Я смотрел сверху на город, названный в честь отчаянного бригадного генерала федеральных войск, которого индейцы сиу в конце концов заманили в ловушку, и представлял себе крошку Агнес, которая вечно сидит на коленях у отца и не по возрасту бойко читает по слогам, осененная его вечной благословляющей улыбкой.

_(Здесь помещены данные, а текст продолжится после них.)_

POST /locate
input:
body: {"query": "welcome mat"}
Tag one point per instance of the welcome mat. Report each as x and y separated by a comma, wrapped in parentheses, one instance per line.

Пусть я и не собирался сюда возвращаться, однако мне здесь все же было отведено место, и приглашение все эти годы оставалось в силе. Но я знал, что теперь оно, хоть тогда и было высказано от души, каким-то таинственным образом стало недействительным.
В том зачарованном мирке, что окружал крошку, которая никогда не станет взрослой, места для меня не было.
Это было всего лишь совпадение, но как назвать совпадение, которое как будто доказывает, что все происходящее подчиняется неумолимой внутренней логике и предопределено судьбой? Как я уже говорил, свое первое эссе — «Данте и метафизика смерти», маленькое исследование, положившее начало моей карьере, я писал в состоянии почти гипнотического транса в то время, как умирала бедняжка Агнес, и, когда оно неожиданно получило признание, мне стало казаться, что этим я, в сущности, обрек ее на смерть. Мне стало казаться, что однажды в безлунную ночь на какой-то пустоши, где высились в темноте похожие на скелеты белые скалы, я заключил сделку с Владыкой Этого Мира, и он, будучи истинным джентльменом, скрупулезно выполнил обязательства, которые на себя взял, — выполнил, как я считал, полностью и до конца.